Em terceiro lugar, este espaço público ajusta-se ao modelo de democracia representativa, mas num registo de baixa intensidade. A baixa intensidade democrática está ligada ao fracasso, neste quadro periférico, da concepção clássica de opinião pública, o que deriva 1) da pouca capacidade de escrutínio do poder e de agendamento de assuntos por parte dos média, e 2) da frágil capacidade de discurso e de organização que os cidadãos demonstram em questões colectivas. Este cenário deve-se a uma multiplicidade de factores, em que se incluem a própria lógica dos média e a forma de organização social (muito baseada em redes de compromisso interpessoal). Mas o factor preponderante é a forma de dominação estatal, que, pela sua acção autoritária e clientelar, tende a dissuadir a cidadania activa (a relação mais eficaz com o Estado não é a que se traz à luz) e a produzir o aparente paradoxo que é manter o essencial da política na marginalidade do espaço público.

 

19. O conjunto de dados recolhidos indica que as possibilidades do espaço mediático funcionar como agência de democratização se articulam de forma diversa com os diferentes lugares da estrutura social. Nunca constituem, porém, mais do que um factor de cidadania passiva e limitada ao pilar da redistribuição do consumo.

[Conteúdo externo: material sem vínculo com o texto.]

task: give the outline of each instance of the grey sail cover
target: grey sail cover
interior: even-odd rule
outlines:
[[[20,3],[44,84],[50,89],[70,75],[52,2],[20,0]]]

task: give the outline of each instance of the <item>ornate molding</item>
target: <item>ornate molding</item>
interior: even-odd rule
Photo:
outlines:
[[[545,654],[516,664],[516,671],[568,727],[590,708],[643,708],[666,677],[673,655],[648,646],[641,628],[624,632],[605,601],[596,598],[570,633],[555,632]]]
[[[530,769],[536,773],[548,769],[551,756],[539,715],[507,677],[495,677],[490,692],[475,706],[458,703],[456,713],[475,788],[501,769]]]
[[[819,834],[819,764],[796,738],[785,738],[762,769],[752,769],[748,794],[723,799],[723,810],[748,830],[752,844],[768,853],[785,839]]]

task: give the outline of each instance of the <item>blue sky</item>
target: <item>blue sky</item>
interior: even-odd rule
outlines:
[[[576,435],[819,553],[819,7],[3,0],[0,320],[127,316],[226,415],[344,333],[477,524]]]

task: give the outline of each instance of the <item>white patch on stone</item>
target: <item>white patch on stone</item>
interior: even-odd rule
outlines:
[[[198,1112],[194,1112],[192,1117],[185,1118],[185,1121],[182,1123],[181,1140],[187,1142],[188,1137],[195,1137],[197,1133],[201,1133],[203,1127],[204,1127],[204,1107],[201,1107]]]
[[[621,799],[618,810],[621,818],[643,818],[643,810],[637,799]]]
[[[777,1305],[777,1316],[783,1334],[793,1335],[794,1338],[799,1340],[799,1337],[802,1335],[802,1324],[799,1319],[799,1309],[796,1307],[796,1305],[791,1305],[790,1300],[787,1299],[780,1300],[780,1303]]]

Neste cenário, o espaço público mediático terá um papel democratizador das relações Estado-sociedade na medida em que souber fomentar o diálogo público da sociedade com o Estado, o que só parece possível pondo a falar o maior círculo de vozes disponíveis para o fazer na sociedade civil.

Mas a plenitude democrática do espaço público apenas sucederá quando também forem quebradas as barreiras de comunicação que existem no interior da própria sociedade, o que se afigura mais viável num modelo que inclua múltiplos espaços de debate e maturação cívica que, primeiro, dêem lugar aos vários grupos de uma sociedade fragmentada e, depois, permitam ultrapassar o carácter restrito das sociabilidades imediatas.

 



* Síntese da tese de mestrado em Sociologia intitulada “Média e cidadania na periferia portuguesa: inclusões e exclusões – O caso da Beira Interior”, defendida na Universidade de Coimbra em Novembro de 2000. Agradecem-se críticas e comentários para zericcar@hotmail.com.

 

[i] É óbvio o potencial impacto, por exemplo, dos noticiários televisivos no exercício do direito de voto, o que varia consoante as modalidades de utilização dos média pelos públicos (frequência e modo de visionamento, esquemas de filtragem do fluxo informativo, formas de interpretação das notícias). Mas existe, desde o início, uma co-construção entre cidadania e criação mediática e as próprias concepções de cidadania detidas por jornalistas, editores e directores de um canal (bem como as do poder político e dos actores públicos) condicionam a escolha de assuntos, o alinhamento noticioso, as formas narrativas, os discursos e os protagonistas dos programas de informação. Abrir um noticiário com propaganda a um programa de entretenimento ou com a questão dos direitos humanos em Timor-Leste constituem formas radicalmente diferentes de construir a realidade, do ponto de vista da cidadania.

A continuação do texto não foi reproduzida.